Basicamente, há dois tipos de votos divergentes. Num, o juiz divergente simplesmente demonstra a sua insatisfação com a decisão que está em via de prevalecer, mas não vai além disso. Esse tipo de divergência tem pouca utilidade prática porque o juiz que diverge na verdade não diverge, mas apenas registra o seu entendimento.

Noutro, o divergente efetivamente reúne argumentos com os quais procura demonstrar que, além de não concordar com a decisão que está prevalecendo, tem seguros fundamentos para demonstrar que a razão de decidir do relator não é a que melhor se amolda ao caso.

Recentemente, a 2ª Turma do Tribunal Superior do Trabalho determinou que o Tribunal Regional do Trabalho da 9ª Região (PR) juntasse o voto vencido no julgamento de um recurso ordinário apresentado por um vendedor num processo contra a União Química Farmacêutica Nacional S/A. Segundo o colegiado, são nulos todos os atos realizados a partir da publicação do acórdão.
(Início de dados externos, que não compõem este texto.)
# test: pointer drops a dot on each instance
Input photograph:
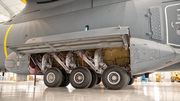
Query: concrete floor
(10, 91)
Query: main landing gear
(113, 77)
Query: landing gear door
(172, 15)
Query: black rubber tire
(65, 81)
(58, 77)
(94, 78)
(131, 81)
(98, 81)
(87, 77)
(123, 78)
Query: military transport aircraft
(82, 41)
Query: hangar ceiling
(9, 8)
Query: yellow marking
(24, 1)
(5, 39)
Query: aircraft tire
(53, 77)
(115, 78)
(80, 78)
(65, 81)
(131, 81)
(94, 78)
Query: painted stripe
(5, 40)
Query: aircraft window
(87, 28)
(178, 30)
(48, 1)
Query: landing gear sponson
(114, 77)
(84, 61)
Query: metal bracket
(51, 47)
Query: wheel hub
(79, 77)
(113, 78)
(50, 77)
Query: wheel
(53, 77)
(65, 81)
(115, 78)
(94, 78)
(172, 79)
(98, 81)
(131, 81)
(80, 78)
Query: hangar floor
(10, 91)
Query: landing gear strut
(115, 78)
(53, 77)
(81, 77)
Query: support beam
(7, 8)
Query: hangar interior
(160, 86)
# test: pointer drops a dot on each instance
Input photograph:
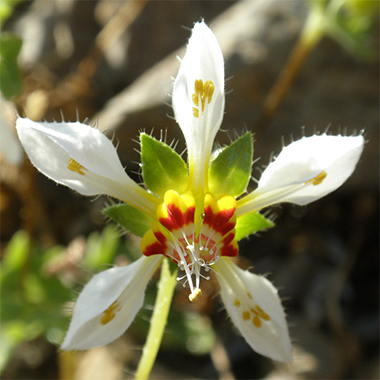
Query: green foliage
(350, 22)
(6, 9)
(162, 167)
(101, 248)
(31, 299)
(10, 77)
(250, 224)
(185, 331)
(230, 171)
(130, 218)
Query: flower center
(202, 92)
(193, 234)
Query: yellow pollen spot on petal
(204, 92)
(75, 167)
(262, 313)
(257, 321)
(318, 179)
(110, 313)
(195, 294)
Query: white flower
(304, 171)
(196, 229)
(82, 158)
(108, 304)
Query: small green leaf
(10, 76)
(131, 219)
(251, 223)
(17, 253)
(230, 172)
(101, 248)
(162, 168)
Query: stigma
(194, 235)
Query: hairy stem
(166, 287)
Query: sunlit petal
(304, 171)
(108, 304)
(82, 158)
(255, 308)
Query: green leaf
(101, 248)
(16, 253)
(162, 167)
(251, 223)
(133, 220)
(10, 76)
(230, 172)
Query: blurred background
(293, 68)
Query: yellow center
(202, 92)
(318, 179)
(110, 313)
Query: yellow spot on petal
(110, 313)
(256, 321)
(236, 303)
(249, 295)
(195, 294)
(318, 179)
(75, 167)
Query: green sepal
(162, 167)
(133, 220)
(230, 172)
(251, 223)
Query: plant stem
(158, 321)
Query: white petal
(50, 146)
(293, 175)
(203, 60)
(123, 287)
(242, 293)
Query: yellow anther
(75, 167)
(110, 313)
(202, 91)
(318, 179)
(236, 303)
(257, 321)
(262, 313)
(249, 295)
(195, 294)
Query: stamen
(202, 92)
(318, 179)
(195, 294)
(75, 167)
(110, 313)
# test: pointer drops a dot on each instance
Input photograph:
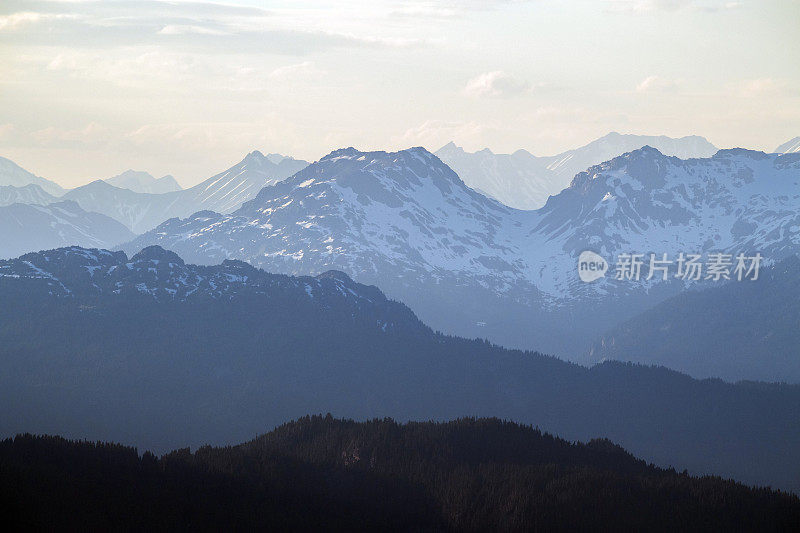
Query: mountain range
(524, 181)
(472, 266)
(223, 192)
(26, 227)
(739, 330)
(789, 147)
(27, 194)
(16, 176)
(139, 181)
(140, 201)
(151, 351)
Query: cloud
(7, 131)
(297, 72)
(763, 87)
(651, 6)
(653, 84)
(91, 134)
(495, 84)
(182, 29)
(435, 133)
É que, no recurso, o empregado discutia vínculo de emprego com a indústria farmacêutica e houve divergência quanto ao pedido, mas o voto divergente, que o favorecia, não foi juntado.

Os arts. 929 a 946 do CPC/2015 determinam o procedimento a ser observado no julgamento dos processos nos tribunais, dentre eles a necessidade de que o voto vencido componha o acórdão vencedor. A necessidade de que o voto vencido também integre a decisão prevalente é um desdobramento do “princípio da colegialidade”.

No aspecto prático, a juntada do voto divergente será útil para a parte subsidiar um possível prequestionamento para um eventual recurso de revista. Além disso, os doutrinadores ensinam que a juntada do voto vencido permite à comunidade jurídica conhecer os argumentos contrários à decisão prevalente. Teria, assim, uma função política.

Há quem sustente que a nulidade da decisão por falta de juntada do voto divergente não é automática. A parte teria de demonstrar a ocorrência de algum prejuízo. O §3° do art,941 do CPC, contudo, não faz tal exigência. Não se trata de mera irregularidade que se possa suplantar com esse argumento. A nulidade é pleno jure, e isso está até mesmo no art.168, III do Regimento Interno do TST.

Se posso dar um conselho a todos os advogados, exijam que o voto vencido conste dos autos como parte integrante do acórdão vencedor. Se possível, exijam isso já na própria sessão de julgamento onde fizeram a sustentação oral. Se deixaram passar esse momento, atravessem petição o momento imediatamente seguinte. Por fim, se o acórdão foi publicado sem esse cuidado, interponham recurso de embargos de declaração.

Mônica Gusmão
Professora de Direito Empresarial, do Consumidor e do Trabalho.